The college was concerned about an alternative proposal for the TGA to pre-assess NVPs against a quality and safety standard.
“The RACGP recommends specifying the quality and safety standard being used for the pre-market assessment to allow clinicians to make a fully informed decision on whether they wish to prescribe the product,” it said.
“From a practical prescribing perspective, it is understood that dosage of nicotine received through a NVP can vary greatly depending on the how the person inhales. For example, if the clinician is prescribing a lower dose of nicotine in the NVP, and the patient inhales more in order to receive a stronger dose, will this practice increase their exposure to the toxicants?
“This is an important question for prescribers and there is concern that the safety standards may not adequately address these types of clinical questions.”
The AMA also supports the registration proposal but noted its introduction would not be straightforward.
“There are challenges with this approach as there are currently no NVPs registered on the ARTG and vaping manufacturers have resisted registration of their products globally, the association said in its submission, adding that Australia should choose to be “a world leader” in the area.

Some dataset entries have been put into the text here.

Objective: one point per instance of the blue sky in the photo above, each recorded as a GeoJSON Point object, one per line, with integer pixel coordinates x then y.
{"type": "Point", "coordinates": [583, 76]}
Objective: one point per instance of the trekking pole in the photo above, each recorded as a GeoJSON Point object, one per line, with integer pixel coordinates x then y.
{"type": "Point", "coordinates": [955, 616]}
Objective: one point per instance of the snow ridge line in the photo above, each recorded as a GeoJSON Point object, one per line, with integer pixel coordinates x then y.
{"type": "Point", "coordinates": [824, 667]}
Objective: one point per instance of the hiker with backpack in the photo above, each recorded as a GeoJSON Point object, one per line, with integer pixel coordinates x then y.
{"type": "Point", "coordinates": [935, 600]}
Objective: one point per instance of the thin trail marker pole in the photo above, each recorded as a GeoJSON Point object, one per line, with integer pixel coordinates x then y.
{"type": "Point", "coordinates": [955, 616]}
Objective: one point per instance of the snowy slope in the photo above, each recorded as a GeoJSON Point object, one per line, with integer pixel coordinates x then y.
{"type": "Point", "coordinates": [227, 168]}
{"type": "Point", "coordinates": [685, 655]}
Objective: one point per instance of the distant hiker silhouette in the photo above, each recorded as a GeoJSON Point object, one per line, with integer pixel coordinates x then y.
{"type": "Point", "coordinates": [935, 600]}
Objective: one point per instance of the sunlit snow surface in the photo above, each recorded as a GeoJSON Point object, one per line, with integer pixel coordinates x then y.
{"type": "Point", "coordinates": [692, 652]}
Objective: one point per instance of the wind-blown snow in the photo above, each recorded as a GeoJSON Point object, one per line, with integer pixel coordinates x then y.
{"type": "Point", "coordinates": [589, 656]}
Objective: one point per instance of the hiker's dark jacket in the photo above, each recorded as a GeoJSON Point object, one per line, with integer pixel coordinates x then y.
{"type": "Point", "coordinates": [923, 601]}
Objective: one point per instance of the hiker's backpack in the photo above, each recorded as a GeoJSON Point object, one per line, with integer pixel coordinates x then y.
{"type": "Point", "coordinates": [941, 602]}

“We expect that this change would lead to strong rejection by the industry and as such may create an environment where there are no NVPs registered on the ARTG leaving some people unable to lawfully obtain NVPs. This could lead them to pursue black market options or return to tobacco.
“As such, there will need to be interim measures put in place or a significant lead time.
“The TGA will need to take care in finding the balance between ensuring doctors and patients understand and are aware of the regulatory change and what it means for them, while not misleading patients into thinking that NVPs are TGA-approved.”
According to the AMA, patients might think NVPs were being assessed using the same methods and standards as other products registered on the ARTG.